Suppose the images contain a collection of m discrete tissue types {${\mathbb{T}}_1,\dots ,{\mathbb{T}}_m$}, and the intensities corresponding to the tissues in the two images are {${\mathbb{U}}_1,\dots ,{\mathbb{U}}_m$} and {${\mathbb{V}}_1,\dots ,{\mathbb{V}}_m$}.

If the images are correctly registered, then when intensities are sampled at corresponding locations, the observations will consist of pairs (${\mathbb{U}}_i$, ${\mathbb{V}}_i$) for i ∈ {1, …, m} – the intensity pairs corresponding to the same tissue.

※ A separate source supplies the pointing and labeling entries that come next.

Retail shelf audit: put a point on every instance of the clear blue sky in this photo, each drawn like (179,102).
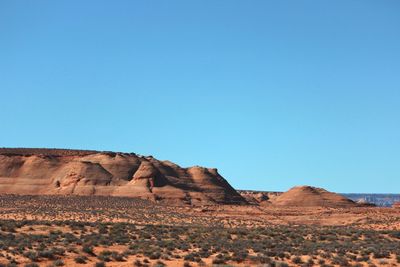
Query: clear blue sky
(272,93)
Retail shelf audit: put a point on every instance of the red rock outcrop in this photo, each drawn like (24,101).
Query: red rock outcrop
(308,196)
(83,172)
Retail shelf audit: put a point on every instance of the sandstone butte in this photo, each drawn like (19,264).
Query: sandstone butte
(83,172)
(31,171)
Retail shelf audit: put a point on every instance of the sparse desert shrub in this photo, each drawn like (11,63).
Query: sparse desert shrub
(100,264)
(58,263)
(297,260)
(88,249)
(80,259)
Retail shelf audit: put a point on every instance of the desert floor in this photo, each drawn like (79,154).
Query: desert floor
(107,231)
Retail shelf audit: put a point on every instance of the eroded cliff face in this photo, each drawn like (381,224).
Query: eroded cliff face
(77,172)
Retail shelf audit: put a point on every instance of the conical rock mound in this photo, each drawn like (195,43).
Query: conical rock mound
(308,196)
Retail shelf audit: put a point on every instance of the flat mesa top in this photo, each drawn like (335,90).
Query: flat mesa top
(50,152)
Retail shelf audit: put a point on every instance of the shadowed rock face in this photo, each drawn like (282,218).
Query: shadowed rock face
(82,172)
(308,196)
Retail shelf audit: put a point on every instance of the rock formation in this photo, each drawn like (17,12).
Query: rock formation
(307,196)
(82,172)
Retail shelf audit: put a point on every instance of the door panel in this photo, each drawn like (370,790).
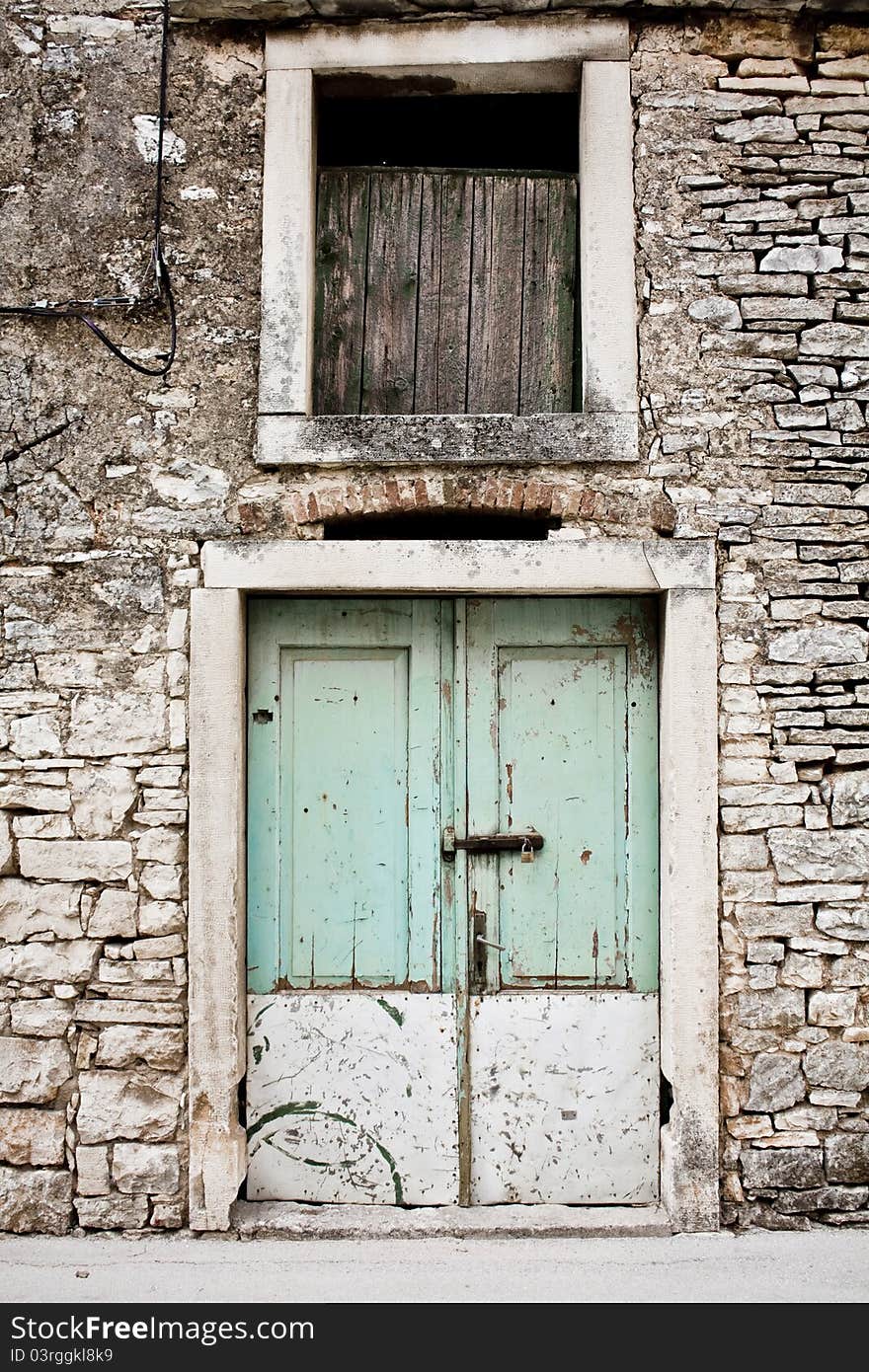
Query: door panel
(345,809)
(353,1098)
(562,738)
(562,721)
(393,1056)
(344,792)
(565,1098)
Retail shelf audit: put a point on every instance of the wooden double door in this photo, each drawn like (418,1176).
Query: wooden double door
(452,900)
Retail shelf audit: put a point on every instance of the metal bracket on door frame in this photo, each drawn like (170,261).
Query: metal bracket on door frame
(489,843)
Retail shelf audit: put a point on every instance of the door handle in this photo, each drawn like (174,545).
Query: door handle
(490,843)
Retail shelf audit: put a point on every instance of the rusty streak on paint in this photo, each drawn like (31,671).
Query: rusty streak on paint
(393,1012)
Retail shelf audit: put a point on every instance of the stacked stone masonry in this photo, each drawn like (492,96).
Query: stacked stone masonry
(752,247)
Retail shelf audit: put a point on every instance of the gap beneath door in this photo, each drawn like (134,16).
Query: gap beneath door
(290,1220)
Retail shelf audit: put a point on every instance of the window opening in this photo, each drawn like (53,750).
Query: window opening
(446,253)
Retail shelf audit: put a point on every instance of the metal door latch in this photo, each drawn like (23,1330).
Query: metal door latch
(528,843)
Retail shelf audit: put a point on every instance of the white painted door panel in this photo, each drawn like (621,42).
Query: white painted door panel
(353,1098)
(565,1098)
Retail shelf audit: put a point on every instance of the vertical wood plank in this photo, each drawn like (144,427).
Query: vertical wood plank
(548,289)
(342,252)
(496,295)
(391,292)
(443,295)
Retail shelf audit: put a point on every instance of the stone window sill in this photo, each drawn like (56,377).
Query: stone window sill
(446,439)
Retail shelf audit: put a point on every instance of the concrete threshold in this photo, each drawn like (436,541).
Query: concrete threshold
(292,1220)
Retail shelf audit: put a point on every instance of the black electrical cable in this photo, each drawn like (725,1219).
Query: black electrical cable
(162,287)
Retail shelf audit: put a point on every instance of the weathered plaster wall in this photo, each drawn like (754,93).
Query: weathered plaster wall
(752,200)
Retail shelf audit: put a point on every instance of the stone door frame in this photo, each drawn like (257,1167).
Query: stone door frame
(681,573)
(590,55)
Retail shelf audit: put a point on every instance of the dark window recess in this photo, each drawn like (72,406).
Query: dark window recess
(446,256)
(442,524)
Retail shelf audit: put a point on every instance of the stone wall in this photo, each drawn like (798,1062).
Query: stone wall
(752,179)
(752,202)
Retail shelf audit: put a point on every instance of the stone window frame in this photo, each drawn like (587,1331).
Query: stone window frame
(681,573)
(542,52)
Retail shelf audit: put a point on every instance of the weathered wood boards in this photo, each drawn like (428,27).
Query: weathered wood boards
(445,292)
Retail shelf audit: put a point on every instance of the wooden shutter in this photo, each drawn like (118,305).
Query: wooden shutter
(445,292)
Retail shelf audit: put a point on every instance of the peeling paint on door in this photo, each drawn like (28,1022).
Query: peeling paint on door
(352,1098)
(565,1098)
(453,901)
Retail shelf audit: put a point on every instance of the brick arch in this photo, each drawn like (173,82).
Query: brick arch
(449,495)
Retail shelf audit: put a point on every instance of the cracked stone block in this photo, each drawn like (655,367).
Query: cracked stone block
(74,859)
(824,1198)
(102,799)
(122,722)
(65,962)
(833,644)
(792,1168)
(146,1168)
(112,1212)
(126,1045)
(28,907)
(35,1200)
(850,798)
(778,1009)
(833,1009)
(776,1082)
(115,915)
(123,1105)
(847,1157)
(92,1171)
(48,1019)
(799,855)
(841,1066)
(32,1138)
(32,1070)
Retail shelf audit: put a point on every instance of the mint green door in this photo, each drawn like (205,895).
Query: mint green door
(436,1017)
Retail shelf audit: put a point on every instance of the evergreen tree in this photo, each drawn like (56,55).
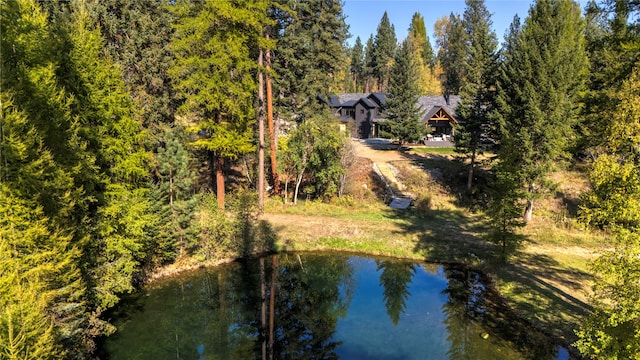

However, if the images are not correctly registered, then we will observe, in addition, intensity pairs (${\mathbb{U}}_i$, ${\mathbb{V}}_j$) where i ≠ j. This happens because, in some cases, we will collect corresponding intensities that originate from different tissues, due to the misregistration. If we consider the distribution which generates the data, then in case of correct registration, the probably of observing (${\mathbb{U}}_i$, ${\mathbb{V}}_j$) where i ≠ j is zero. However, for case of misregistration, the probability will be nonzero for some i, j : i ≠ j (provided the tissues have distinguishing contrast in the images). The important point is that in comparison to the correctly registered case, the distribution for the misregistered cases will contain nonzero probabilities for some joint occurrences that have zero probability in the registered case. As we will see below, this corresponds to lower entropy at correct registration.

Since the intensities take on discrete values from finite collections, we use the jointly categorical model (also used above in Section 2.2.2): $\text{JCAT}(u={\mathbb{U}}_j,v={\mathbb{V}}_k;\theta )\doteq {\theta }_{jk}$, where θ_jk ≥ 0 and ∑_jk θ_jk = 1. The entropy of the jointly categorical distribution is: $\mathbb{H}[\text{JCAT}(\theta )]=-{\sum }_{jk}{\theta }_{jk}\text{ln}{\theta }_{jk}$, and its partial derivative is $\frac{\partial }{\partial {\theta }_{jk}}\mathbb{H}[\text{JCAT}(\theta )]=-(\text{ln}{\theta }_{jk}+1)$.

Consider the case where the images are adjusted slightly away from correct registration. If the tissue structures are arranged in a piece-wise contiguous way (a reasonable assumption for many anatomical structures), then for a small perturbation away from correct registration, the probability of observing intensity pairs (${\mathbb{U}}_j$, ${\mathbb{V}}_k$) where j = k will not change appreciably. However, the probability of observing (${\mathbb{U}}_j$, ${\mathbb{V}}_k$) where i ≠ j will increase from zero. Then, the corresponding θ_jk parameter of the histogrammed data will increase as well. Because the partial derivative of entropy with respect to θ_jk diverges positive at θ_jk = 0, the entropy will initially strongly increase.

In summary, as the images are perturbed away from correct registration, observations that correspond to mixtures of tissues will appear, which causes an increase in entropy.